When we were finalizing the specification for the EBMS, Web Services was all the buzz among control vendors. Many vendors demonstrated SOAP-based building gateways to us – but the product never quite had a part number. Standards were non-existent. oBIX was not yet even a committee draft. The BACnet-WS committee had not begun to meet.

Administrative IT at Universities is always behind the times. The culture that cherishes and maintains Old East, the first State University building, preserves and protects old business processes as well. Our CIO had pronounced a year before that he was pretty sure that XML was a fad, and he knew Web Services were a fad, and we were to let none of that stuff in here. We needed innovation; we needed to push the building controls industry. Such efforts require very clear communication. We went to bid with a document that never once mentioned Service Oriented Architecture, or Web Services.

Building system contracts are traditionally managed as construction projects. UNC is a state agency. State construction projects rely on a very structured business process producing very predictable results. Because we were breaking new ground, we needed to contract for performance, not design. Performance contracting is not part of the normal process in the North Carolina State Construction Office.

State construction did not know what to do with this project. Our creative and resourceful energy manager, Jay Evans, continued to fight for EBMS. At one point, we actually received a suggestion to bid a small portion of the project and do most of the work on change orders; Jay rejected that approach and kept pushing. Finally, State Construction agreed that we could run a controls project through the State IT business process; SIPS supported an RFP / performance based project cycle.

So it began. All communications outside the building were going to be XML based, but no standard was specified. All Monitoring and Operation was going to be from a single web-based system. All graphics were going to be vector based, so every page could display on any device, and scale as needed from large screen to small. (And this worked – I’ve already seen our system operated from an iPhone).

Fortunately, every group associated with the final team approached the project as partners. An example of this occurred about six months in. To preserve legacy systems until the next building renovation, we were placing special purpose gateways in front of the existing building systems. The subcontractor installing these gateways, Yamas, was using the only solution available at bid time: a proof of concept web services engine available from Tridium. oBIX had become a committee draft, and was sliding into the slow process of OASIS Committee Standard approval. Based on a Phone call, Tridium agreed to re-write their gateways around oBIX and deliver us the newer product based on the standard. Yamas agreed to accept later delivery and still meet their delivery schedule to provide us a standards-based solution. Cyrus Technologies promptly agreed to revamp their development work our standards-based vision. All willingly cooperated as a team to deliver the innovative standards based solution we wanted.

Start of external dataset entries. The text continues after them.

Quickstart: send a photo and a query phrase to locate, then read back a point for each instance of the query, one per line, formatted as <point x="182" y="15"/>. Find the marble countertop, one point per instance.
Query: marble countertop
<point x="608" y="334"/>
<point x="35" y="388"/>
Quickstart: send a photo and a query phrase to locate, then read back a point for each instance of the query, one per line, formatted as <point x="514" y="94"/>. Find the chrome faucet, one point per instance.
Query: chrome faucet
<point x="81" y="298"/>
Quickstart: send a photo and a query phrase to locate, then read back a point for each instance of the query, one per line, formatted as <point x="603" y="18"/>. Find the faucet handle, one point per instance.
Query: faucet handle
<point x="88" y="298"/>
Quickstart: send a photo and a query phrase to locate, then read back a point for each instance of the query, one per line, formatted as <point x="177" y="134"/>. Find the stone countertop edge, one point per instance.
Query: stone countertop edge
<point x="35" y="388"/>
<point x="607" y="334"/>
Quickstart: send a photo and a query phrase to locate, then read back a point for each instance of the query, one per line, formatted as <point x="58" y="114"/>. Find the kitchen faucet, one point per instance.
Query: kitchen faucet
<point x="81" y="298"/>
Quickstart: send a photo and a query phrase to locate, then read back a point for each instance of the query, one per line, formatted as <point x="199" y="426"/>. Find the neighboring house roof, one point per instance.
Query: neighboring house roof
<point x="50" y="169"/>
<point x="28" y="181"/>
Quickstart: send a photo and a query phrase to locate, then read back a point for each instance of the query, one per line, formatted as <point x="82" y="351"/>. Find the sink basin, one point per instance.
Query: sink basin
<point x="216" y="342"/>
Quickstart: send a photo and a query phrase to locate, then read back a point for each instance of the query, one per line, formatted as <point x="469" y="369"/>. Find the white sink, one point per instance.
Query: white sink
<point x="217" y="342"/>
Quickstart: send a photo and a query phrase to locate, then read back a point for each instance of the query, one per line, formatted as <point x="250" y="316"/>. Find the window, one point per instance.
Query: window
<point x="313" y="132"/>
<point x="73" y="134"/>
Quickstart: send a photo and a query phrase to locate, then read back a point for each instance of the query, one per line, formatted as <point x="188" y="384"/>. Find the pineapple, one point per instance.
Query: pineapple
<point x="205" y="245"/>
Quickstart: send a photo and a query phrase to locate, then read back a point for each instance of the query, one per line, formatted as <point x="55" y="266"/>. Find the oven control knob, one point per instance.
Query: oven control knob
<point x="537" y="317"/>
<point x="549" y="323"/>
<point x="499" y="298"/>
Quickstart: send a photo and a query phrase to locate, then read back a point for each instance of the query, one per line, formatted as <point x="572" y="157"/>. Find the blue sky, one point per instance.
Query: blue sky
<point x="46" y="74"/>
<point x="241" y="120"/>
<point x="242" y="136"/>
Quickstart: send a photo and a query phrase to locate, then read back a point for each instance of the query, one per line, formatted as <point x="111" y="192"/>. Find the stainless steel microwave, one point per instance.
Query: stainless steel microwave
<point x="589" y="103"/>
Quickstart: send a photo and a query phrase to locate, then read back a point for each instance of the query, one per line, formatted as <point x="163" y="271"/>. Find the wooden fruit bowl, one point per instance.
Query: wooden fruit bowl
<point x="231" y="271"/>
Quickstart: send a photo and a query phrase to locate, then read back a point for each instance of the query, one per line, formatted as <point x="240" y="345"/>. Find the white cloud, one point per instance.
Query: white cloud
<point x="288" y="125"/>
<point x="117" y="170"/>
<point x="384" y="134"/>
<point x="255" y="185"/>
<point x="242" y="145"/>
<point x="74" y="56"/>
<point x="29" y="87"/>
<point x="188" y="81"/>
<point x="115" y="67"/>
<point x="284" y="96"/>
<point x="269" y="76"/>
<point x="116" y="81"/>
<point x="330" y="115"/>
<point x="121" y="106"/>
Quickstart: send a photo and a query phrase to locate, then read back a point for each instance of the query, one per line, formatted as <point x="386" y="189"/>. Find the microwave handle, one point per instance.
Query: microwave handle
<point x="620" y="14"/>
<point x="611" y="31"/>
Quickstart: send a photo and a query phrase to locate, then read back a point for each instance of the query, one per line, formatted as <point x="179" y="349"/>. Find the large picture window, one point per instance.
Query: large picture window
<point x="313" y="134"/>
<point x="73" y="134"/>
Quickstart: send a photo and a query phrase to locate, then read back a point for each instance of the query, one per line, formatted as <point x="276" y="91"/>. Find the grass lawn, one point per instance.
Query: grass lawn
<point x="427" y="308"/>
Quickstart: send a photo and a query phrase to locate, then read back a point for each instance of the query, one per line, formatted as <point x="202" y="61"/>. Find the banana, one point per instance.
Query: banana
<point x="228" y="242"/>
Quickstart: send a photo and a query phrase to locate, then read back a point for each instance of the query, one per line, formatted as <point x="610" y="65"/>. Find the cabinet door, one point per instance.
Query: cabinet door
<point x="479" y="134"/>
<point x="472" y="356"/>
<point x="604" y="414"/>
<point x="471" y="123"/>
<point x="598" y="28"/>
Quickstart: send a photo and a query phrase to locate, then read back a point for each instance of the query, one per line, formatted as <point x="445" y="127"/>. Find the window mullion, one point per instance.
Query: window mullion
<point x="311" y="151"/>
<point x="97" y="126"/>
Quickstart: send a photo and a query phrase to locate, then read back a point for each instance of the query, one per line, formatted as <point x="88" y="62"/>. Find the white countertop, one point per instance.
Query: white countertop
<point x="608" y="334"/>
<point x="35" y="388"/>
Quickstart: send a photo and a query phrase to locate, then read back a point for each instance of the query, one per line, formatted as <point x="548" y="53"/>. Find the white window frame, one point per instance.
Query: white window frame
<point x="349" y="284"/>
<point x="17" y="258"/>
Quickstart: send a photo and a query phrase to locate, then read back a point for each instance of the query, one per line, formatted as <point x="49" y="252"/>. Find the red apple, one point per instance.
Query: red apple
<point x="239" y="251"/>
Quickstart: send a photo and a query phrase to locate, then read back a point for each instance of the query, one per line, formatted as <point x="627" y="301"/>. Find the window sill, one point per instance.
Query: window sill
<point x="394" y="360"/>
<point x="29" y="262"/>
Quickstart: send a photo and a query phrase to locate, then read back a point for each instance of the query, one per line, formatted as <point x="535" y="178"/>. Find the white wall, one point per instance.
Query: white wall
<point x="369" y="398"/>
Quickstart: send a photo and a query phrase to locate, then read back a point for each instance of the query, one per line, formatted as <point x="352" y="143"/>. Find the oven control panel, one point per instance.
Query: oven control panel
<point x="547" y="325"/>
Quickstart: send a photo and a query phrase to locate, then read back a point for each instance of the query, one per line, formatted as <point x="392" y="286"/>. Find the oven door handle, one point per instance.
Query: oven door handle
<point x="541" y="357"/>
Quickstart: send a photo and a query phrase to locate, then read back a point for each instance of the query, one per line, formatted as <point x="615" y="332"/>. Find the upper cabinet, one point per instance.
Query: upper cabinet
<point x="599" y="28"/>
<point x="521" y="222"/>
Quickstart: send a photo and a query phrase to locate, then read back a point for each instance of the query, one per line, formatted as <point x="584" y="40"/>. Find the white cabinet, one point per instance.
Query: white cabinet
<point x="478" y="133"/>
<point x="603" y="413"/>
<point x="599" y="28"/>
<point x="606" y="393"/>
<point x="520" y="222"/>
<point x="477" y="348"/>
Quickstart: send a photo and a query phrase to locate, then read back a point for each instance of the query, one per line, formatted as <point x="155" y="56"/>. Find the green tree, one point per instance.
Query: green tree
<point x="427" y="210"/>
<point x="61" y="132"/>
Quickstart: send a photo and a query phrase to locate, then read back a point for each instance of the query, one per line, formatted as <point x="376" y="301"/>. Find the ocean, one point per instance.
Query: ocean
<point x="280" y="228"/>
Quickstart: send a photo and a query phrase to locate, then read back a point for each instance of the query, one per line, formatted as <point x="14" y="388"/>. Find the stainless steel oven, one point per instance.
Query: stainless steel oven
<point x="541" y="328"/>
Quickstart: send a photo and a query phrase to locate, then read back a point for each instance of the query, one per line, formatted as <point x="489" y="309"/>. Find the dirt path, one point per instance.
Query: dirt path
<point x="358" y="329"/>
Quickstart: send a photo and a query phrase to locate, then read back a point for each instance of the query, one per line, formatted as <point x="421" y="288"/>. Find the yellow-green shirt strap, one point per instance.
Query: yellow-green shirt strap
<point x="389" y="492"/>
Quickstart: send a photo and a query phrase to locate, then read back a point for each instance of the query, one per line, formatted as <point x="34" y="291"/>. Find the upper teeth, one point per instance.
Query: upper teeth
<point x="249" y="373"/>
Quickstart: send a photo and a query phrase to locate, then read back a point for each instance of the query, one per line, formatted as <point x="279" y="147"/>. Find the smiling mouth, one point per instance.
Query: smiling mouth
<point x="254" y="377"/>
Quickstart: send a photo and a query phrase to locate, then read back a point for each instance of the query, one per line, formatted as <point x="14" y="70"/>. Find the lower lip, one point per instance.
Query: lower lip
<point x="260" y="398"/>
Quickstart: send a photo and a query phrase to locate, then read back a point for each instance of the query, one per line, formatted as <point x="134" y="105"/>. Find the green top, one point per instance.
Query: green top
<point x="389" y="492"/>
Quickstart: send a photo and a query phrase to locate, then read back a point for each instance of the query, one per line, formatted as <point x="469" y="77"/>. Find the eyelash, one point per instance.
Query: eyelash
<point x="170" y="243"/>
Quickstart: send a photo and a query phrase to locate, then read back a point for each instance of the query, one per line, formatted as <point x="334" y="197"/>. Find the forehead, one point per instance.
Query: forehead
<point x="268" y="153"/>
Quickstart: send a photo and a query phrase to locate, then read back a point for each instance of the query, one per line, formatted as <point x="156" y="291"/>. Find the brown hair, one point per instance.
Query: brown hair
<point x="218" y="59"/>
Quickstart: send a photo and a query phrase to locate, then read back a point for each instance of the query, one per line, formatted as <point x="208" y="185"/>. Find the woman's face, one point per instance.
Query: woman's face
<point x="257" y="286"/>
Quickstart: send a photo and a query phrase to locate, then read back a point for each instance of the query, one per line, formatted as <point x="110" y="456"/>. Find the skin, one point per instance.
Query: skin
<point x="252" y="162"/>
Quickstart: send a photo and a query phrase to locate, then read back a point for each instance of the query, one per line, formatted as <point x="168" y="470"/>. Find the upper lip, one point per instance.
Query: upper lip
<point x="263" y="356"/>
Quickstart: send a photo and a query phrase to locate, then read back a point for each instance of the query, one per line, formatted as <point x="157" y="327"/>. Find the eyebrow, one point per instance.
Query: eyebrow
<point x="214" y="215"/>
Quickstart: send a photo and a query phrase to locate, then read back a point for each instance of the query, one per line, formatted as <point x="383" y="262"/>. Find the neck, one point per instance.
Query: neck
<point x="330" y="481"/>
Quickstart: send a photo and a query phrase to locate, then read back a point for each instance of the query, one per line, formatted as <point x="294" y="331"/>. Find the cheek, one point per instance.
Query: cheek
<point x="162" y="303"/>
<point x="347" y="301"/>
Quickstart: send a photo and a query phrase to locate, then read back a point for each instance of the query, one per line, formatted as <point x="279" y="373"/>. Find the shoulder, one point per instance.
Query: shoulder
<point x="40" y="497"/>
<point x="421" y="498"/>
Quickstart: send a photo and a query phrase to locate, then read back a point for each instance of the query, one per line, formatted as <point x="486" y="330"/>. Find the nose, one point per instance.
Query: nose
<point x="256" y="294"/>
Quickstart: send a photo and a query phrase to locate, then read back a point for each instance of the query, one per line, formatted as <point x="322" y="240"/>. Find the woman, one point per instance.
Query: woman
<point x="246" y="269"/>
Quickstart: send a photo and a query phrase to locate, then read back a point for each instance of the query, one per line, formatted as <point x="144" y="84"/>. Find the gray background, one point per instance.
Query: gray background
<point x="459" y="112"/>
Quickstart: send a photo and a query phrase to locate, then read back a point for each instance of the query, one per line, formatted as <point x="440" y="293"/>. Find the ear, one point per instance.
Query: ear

One last system hurdle rose up in our path – standards-based XML graphics. When we launched the project, SVG (Scalable Vector Graphics) – a vector-based W3 standard - seemed the clear choice. During the project, the market leader in SVG tools and rendering bought a market leader in a competing technology; Adobe abandoned SVG after it acquired Flash. We had to scramble and switch to XAML. I am not entirely happy with that change, but that was the way the market developed. On the bright side, there are some DWG/XAML converters, so it looks like we will be able to bring our AutoCAD floor plans into EBMS.

Open Standards-based development is new to building systems. There will be hurdles that you do not expect. You need a team that is willing to commit to a vision. You will probably need to define a performance based project, as the road is not entirely clear. For us, the results are well worth it.